The tutorial will also feature a short session that introduces the widely used Moses toolkit.
Biography
Philipp Koehn is a reader at the University of Edinburgh. He received his PhD from the University of Southern California, where he was a research assistant at the Information Sciences Institute (ISI) from 1997 to 2003. He was a postdoctoral research associate at the Massachusetts Institute of Technology (MIT) in 2004, and joined the University of Edinburgh as a lecturer in 2005. His research centers on statistical machine translation, but he has also worked on speech, text classification and information extraction.

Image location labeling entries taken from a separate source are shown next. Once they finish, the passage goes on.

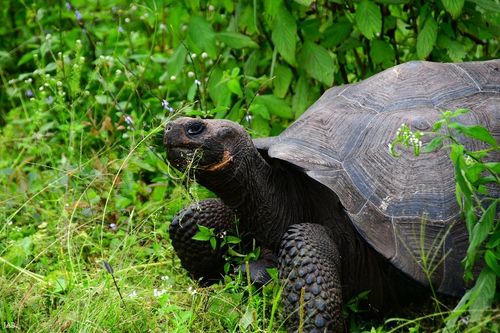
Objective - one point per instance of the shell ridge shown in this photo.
(356, 102)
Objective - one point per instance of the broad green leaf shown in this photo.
(283, 78)
(492, 261)
(218, 90)
(393, 2)
(232, 240)
(483, 293)
(103, 99)
(25, 58)
(272, 7)
(454, 7)
(303, 96)
(201, 36)
(235, 40)
(473, 172)
(481, 231)
(488, 5)
(476, 132)
(235, 87)
(317, 62)
(434, 145)
(260, 126)
(368, 18)
(337, 33)
(455, 50)
(494, 166)
(427, 38)
(284, 35)
(275, 106)
(382, 52)
(192, 92)
(260, 110)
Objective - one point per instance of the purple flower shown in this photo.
(166, 105)
(129, 120)
(78, 15)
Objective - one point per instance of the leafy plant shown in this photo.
(476, 180)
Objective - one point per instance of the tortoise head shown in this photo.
(205, 145)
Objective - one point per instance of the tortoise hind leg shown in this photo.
(309, 267)
(198, 257)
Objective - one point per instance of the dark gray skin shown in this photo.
(319, 253)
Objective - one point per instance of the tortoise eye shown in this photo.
(195, 128)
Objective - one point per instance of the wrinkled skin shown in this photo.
(322, 260)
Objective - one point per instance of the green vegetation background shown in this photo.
(85, 89)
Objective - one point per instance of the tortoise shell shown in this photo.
(404, 207)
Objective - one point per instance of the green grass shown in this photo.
(82, 172)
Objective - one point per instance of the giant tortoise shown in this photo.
(326, 197)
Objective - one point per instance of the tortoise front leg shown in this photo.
(198, 257)
(309, 267)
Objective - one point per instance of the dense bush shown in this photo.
(85, 90)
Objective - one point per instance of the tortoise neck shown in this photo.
(264, 197)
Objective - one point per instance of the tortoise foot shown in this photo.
(309, 270)
(198, 257)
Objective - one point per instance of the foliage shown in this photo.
(477, 178)
(86, 88)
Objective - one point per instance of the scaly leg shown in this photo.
(309, 266)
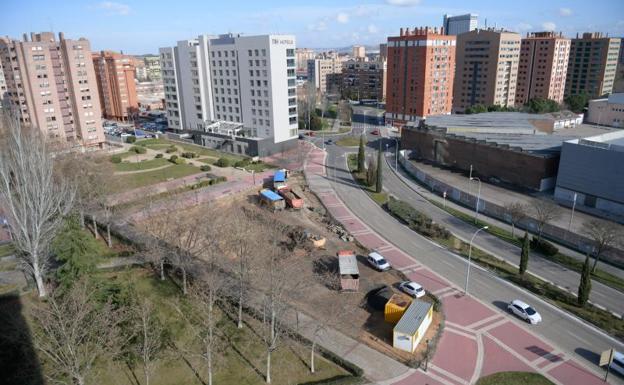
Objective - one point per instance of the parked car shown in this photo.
(524, 311)
(378, 262)
(412, 288)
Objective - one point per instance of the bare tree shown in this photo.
(604, 234)
(516, 212)
(72, 332)
(34, 197)
(544, 212)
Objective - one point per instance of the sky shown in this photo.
(142, 26)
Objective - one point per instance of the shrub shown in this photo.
(138, 149)
(544, 247)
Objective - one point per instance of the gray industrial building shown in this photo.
(593, 169)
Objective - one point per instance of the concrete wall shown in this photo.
(488, 161)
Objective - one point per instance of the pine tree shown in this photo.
(524, 254)
(361, 155)
(585, 285)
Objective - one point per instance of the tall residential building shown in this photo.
(487, 68)
(592, 65)
(303, 55)
(320, 69)
(421, 65)
(455, 25)
(240, 79)
(52, 85)
(358, 52)
(114, 73)
(543, 67)
(362, 80)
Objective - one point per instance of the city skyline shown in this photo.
(325, 25)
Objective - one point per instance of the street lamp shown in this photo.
(478, 197)
(470, 257)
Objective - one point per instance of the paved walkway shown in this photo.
(478, 340)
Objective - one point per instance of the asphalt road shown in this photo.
(564, 331)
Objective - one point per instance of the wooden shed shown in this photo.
(349, 273)
(396, 307)
(412, 326)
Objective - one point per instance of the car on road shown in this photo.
(524, 311)
(378, 262)
(412, 288)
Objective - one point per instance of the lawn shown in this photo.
(130, 181)
(514, 378)
(144, 165)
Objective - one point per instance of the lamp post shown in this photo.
(470, 258)
(478, 197)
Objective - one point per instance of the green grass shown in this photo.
(514, 378)
(349, 141)
(560, 258)
(130, 181)
(144, 165)
(6, 250)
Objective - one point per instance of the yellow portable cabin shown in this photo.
(395, 308)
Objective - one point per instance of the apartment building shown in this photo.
(116, 83)
(361, 80)
(320, 69)
(53, 87)
(543, 67)
(421, 65)
(593, 64)
(487, 68)
(232, 78)
(455, 25)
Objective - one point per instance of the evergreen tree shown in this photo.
(585, 286)
(524, 254)
(361, 155)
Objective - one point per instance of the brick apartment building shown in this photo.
(52, 85)
(420, 75)
(592, 65)
(487, 68)
(543, 67)
(116, 84)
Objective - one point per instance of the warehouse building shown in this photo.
(591, 173)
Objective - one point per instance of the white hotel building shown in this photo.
(248, 80)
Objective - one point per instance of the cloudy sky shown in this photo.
(141, 26)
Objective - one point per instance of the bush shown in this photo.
(544, 247)
(138, 149)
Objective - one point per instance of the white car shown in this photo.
(524, 311)
(412, 288)
(377, 261)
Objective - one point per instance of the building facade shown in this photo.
(455, 25)
(593, 64)
(487, 69)
(608, 111)
(364, 80)
(543, 67)
(52, 85)
(248, 80)
(421, 65)
(116, 84)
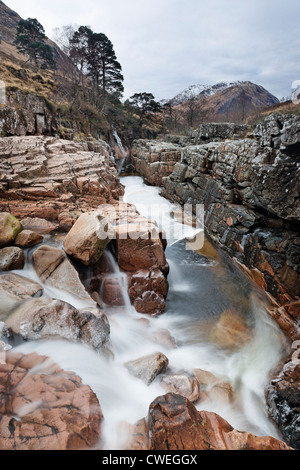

Besides his research, his major contribution to the machine translation community are the preparation and release of the Europarl corpus, as well as the Pharaoh and Moses decoder --- all of which are widely used. The statistical machine translation that was developed under his leadership over the last years is one of the top performers in recent DARPA, IWSLT and WMT competitions. He has been organising a series of workshops on statistical machine translation at the ACL conferences with a shared task concerning the translation between European languages. He is president of the ACL Special Interest Group on Machine Translation and author of the textbook on Statistical Machine Translation. His research is funded by DARPA (GALE project) and the European Commission (EuroMatrix, EuroMatrixPlus, and LetsMT projects).